Out of Many One

Out of Many One May 22, 2013

States and the federal government should abandon any mandated common educational core: even common cores I like.

I am the sort of person who might be expected to support federal or statewide “common core” standards: I am the founder of a “great works” program and the chief academic officer of HBU: the school with the strongest Western core for the most diverse student body in the United States.

But the very liberty that makes HBU possible makes me skeptical of a common core, just as I opposed the No Child Left Behind educational reforms of a President from my own party.

A common core mandated by Austin or by Washington is bound to combine the worst elements of both parties managing to be reactionary without being conservative, progressive without being humane. Even Rhode Island is too big and the state government too distant to design a curriculum.

mandated common core is a bad idea educational and politically.

A common core insists rightly that there is a canon of great works, but takes the decision about what works to read out of the hand of educators. A high school student in an English speaking country should read some Shakespeare, but which Shakespeare? When? How can it best be introduced in the particular community? A good teacher needs the liberty to make a call based on a particular group of students.

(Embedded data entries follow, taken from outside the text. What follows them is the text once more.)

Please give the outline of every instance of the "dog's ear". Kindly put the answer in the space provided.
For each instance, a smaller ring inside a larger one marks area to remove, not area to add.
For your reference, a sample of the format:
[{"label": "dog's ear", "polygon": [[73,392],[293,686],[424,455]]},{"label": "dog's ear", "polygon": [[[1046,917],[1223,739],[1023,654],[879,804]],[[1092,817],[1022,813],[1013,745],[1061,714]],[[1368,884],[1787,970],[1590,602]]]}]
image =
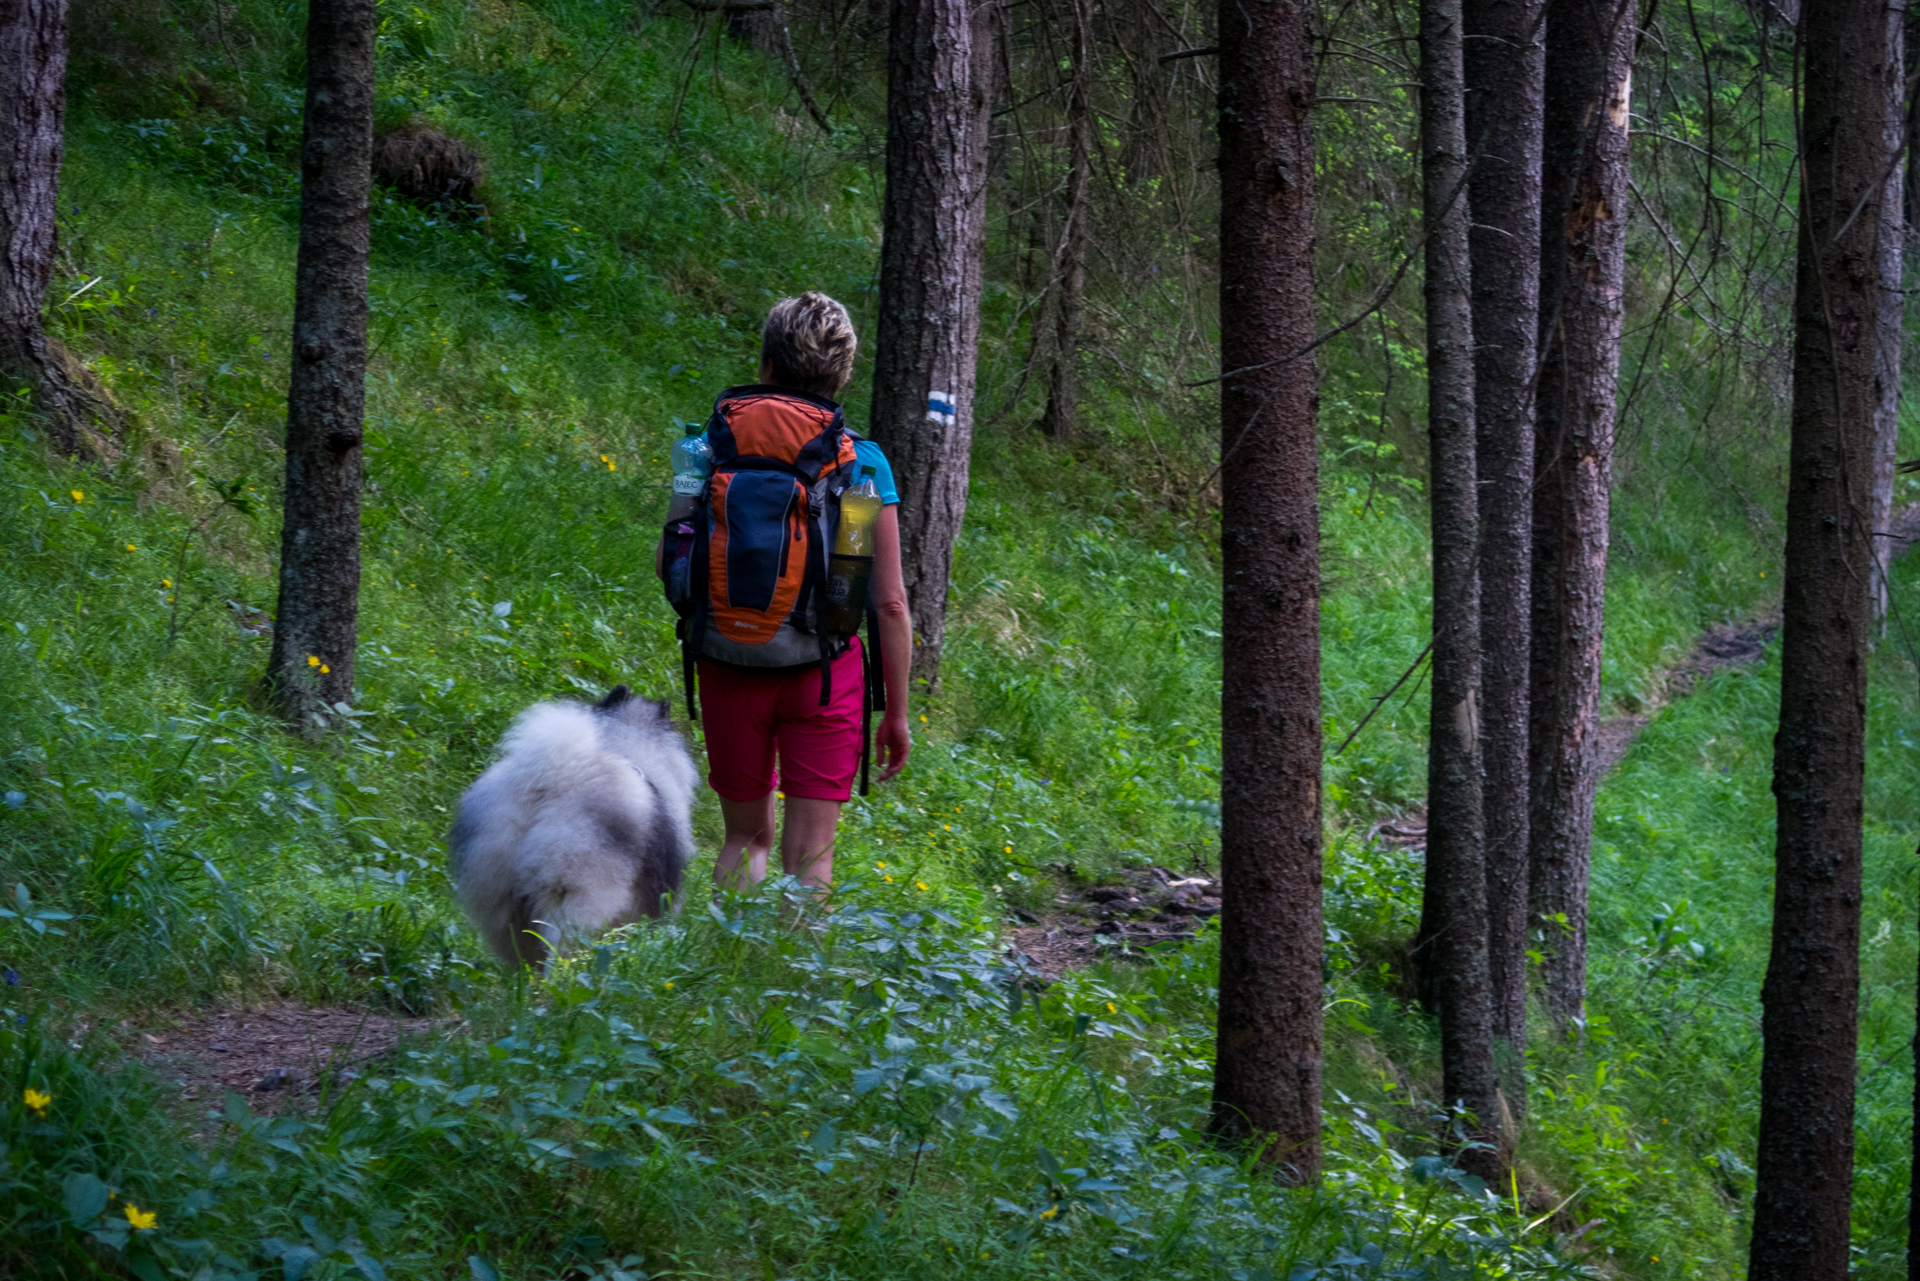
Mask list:
[{"label": "dog's ear", "polygon": [[670,721],[673,719],[673,700],[672,699],[656,698],[652,700],[652,706],[653,706],[654,714],[657,715],[661,720]]},{"label": "dog's ear", "polygon": [[617,712],[620,710],[621,705],[632,697],[633,691],[625,685],[615,685],[607,691],[607,696],[595,703],[594,706],[603,712]]}]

Good administrators hardly can make judgments in their own schools, how can someone from a legislature?

Imposing a common core from a distance breeds “check box” teaching and is often premised on a distrust of teachers.  Bad teachers can check off any box given to them by a state legislature: good teachers will be frustrated with a lack of liberty.

Bad teachers cannot be cured by good curriculum: making Professor Marx teach the Declaration of Independence will not make Marx’s views any less noxious or harmful to the student. A common core taught by teachers who do not like it can be twisted unrecognizably with the teacher gaining the added benefit of appearing the rebel with a cause.

A mandated common core prevents the open competition of ideas.

If parents want a school without a strong common core, they can pick one of HBU’s competitors. If they want genuine education, they can come to HBU. If a community chooses high schools with bad curriculum, they will get what they have chosen. A republic gives people the right to choose foolishly, after all. In years of teaching, I have seen no evidence that making a student “cover” a topic in the hands of lifeless teachers produces good results.

Of course, part of the problem is the corruption of state and federal money in local education. If you use Microsoft software, don’t be surprised when Redmond reaches into your computer in ways you do not like. In the same way, state subsidies always come with strings, like a common core, that do not let the real reasons districts fail become evident. Bad town and city government can destroy the tax infrastructure need for good schools and then blame the state for a lack of money for schools. Good towns and cities balance policies that encourage education and the tax revenue that will support it.

Even if it was workable, a government mandated common core would be wrong.

There are two kinds of unity: homogeneity and the voluntary confederacy based on shared values. Free people don’t really share values if they are forced by a distant government to teach what they do not believe. If we cannot trust a community to teach republican values, then that community has deep problems that cannot be fixed by any government imposed curriculum.

Can a nation impose patriotism? Forced patriotism does violence to true love of country.

The man who does not demand his child’s school teach the Constitution will not make sure his son or daughter values that Constitution in daily life. If the community does not naturally choose a common core, then imposing it will breed nothing but surly compliance at best and rebellion at worst.

Homogeneity in a people group is a bloodless word for tyranny. Instead, Americans have chosen to preserve diversity in unity. There is a reason the American eagle grasps arrows and not a spear in one claw. For English people the bow was the weapon of free men and the lance of lords: we are best symbolized as arrows in a quiver drawn at need by republicans. A common core might reduce us to a spear tip in the hands of our masters in Washington.

Finally, the common core may make us one without protecting our diversity. Who is so arrogant that he would impose a curriculum on an entire state? Here at HBU we chose our common core after hours of work, reflection on our values, and input from every part of the community. When we finally put a core together, those who dissented could easily opt out and go someplace else.

No law pursued them to their new haven.

The politician who believes he knows what millions must learn is dangerous. At most, government might suggest a common core, but it should not mandate one. I am happy to recommend the HBU core, but I would never impose it on UT, SMU, or Texas AM: they lack the expertise, capacity, or professors with the will to teach it.

And yet, let me be clear: a free man or woman should choose a school with a strong common core and press their local school to adopt one. One reason I support “school choice” is so that more Americans can make educational decisions for themselves sooner. Free men and women should pay their teachers well, but demand good teachers who support their values.

HBU and the high school programs that work with our Academy program have nothing to fear with liberty, but I do fear a government telling us what to teach. Today’s politicians may favor morality, tomorrows immorality.

The moral majority must always recall that in some areas it might be the moral minority.

Choose a common core, but choose it like a republican: locally and because you are  patriot.